Brock grunhiu. Impaciente, cruzou os braços diante do peito e continuou a fazer uma trilha no chão.

– Está se sentindo bem?

Quando ele virou a cabeça, deparou-se com o olhar avaliador de Kade. Retribuiu esse olhar com uma carranca.

– Sim, por quê?

Kade deu de ombros.

– Não sei, cara. Não estou acostumado a te ver tão inquieto.

– Inquieto? – Brock repetiu a palavra como se ela tivesse sido um insulto. – Droga. Não sei o que quer dizer com isso. Não estou inquieto.

– Você está inquieto – Gideon confirmou enquanto continuava teclando diante do computador. – Na verdade, esteve visivelmente distraído nas últimas horas. Desde que a amiga humana de Alex acordou hoje.

Brock sentiu a carranca se intensificar, ao mesmo tempo em que seus passos se tornavam mais agitados. Inferno, talvez estivesse mesmo irritado, mas só porque estava ansioso para que a escuridão caísse, e ele pudesse começar a patrulha e fazer aquilo para que fora treinado. Só isso. Não tinha nada a ver com nada, nem com ninguém.

Se estava distraído por Jenna Darrow, era porque a presença dela no complexo era uma infração às regras da Ordem. Nunca permitiram a presença de humanos no quartel-general. Todos os guerreiros estavam bem cientes desse fato, muito evidente quando ela e Alex passaram diante do laboratório de tecnologia pouco antes. E se essa mulher humana carregava algo alienígena dentro de si – algo indeterminado, que poderia ou não ser pernicioso à Ordem e à sua missão contra Dragos –, sua presença se tornava ainda mais perturbadora.
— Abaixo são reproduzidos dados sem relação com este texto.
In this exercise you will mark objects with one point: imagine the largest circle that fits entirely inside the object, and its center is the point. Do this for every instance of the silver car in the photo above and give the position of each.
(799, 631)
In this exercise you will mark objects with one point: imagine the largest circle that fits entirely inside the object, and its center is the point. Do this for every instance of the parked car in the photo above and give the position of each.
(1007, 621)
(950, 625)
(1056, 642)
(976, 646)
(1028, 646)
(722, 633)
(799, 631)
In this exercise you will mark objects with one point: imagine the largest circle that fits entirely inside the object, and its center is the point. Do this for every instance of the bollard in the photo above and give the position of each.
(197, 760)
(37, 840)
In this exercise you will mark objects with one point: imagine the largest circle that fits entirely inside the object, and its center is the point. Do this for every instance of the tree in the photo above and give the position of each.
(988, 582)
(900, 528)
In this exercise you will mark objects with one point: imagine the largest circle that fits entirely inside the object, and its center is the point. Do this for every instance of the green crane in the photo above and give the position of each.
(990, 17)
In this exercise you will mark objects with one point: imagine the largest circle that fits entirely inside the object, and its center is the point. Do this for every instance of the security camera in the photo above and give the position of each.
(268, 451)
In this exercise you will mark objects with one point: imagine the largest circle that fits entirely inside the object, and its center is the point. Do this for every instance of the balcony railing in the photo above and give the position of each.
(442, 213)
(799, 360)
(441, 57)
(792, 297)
Jenna fizera todos ficarem alertas, de certa forma. Com Brock, isso não era diferente. Pelo menos era isso o que dizia a si próprio ao parar novamente atrás da mesa de trabalho de Gideon, exalando uma imprecação baixa.

– Cacete, vou sair daqui. Se alguma coisa interessante aparecer nesse exame antes do anoitecer, estarei na sala de armas.

Foi até a porta do laboratório quando o painel de vidro deslizou se abrindo diante dele. Assim que passou pela soleira, Alex veio correndo da direção do seu quarto.

– Ela sumiu – exclamou ao entrar na sala, visivelmente aborrecida. – Jenna... ela desapareceu!

Brock não sabia por que essa notícia o atingira no abdômen tal qual um golpe físico.

– Onde ela está?

– Não sei – respondeu Alex, com os olhos tomados de infelicidade.

Kade se postou ao lado da companheira em menos de meio segundo.

– O que aconteceu?

Alex balançou a cabeça.

– Ela tomou banho e se vestiu. Quando saiu do banheiro, disse que estava cansada. Perguntou se poderia se deitar um pouco no sofá. Quando me virei para pegar um travesseiro e uma coberta, ela simplesmente... desapareceu. A porta do nosso apartamento estava aberta, mas não havia sinal de Jenna no corredor. Fiquei procurando por ela nos últimos minutos, mas não a encontrei em parte alguma. Estou preocupada com ela. Desculpe, Kade. Eu deveria ter tomado mais cuidado. Eu deveria...

– Está tudo bem – disse ele, afagando-a no braço. – Você não fez nada errado.

– Talvez sim. Contei a ela sobre a Raça e sobre a Ordem. Contei tudo sobre Zach e sobre como ficou a situação em Harmony. Ela tinha tantas perguntas que pensei que tivesse o direito de saber.

Brock refreou a imprecação que já estava na ponta de sua língua. Sabia muito bem que teria tido dificuldades para mentir para Jenna também.

Kade assentiu, sério ao depositar um beijo na testa de Alex.

– Está tudo bem. Você fez a coisa certa. É melhor que ela saiba de tudo logo do início.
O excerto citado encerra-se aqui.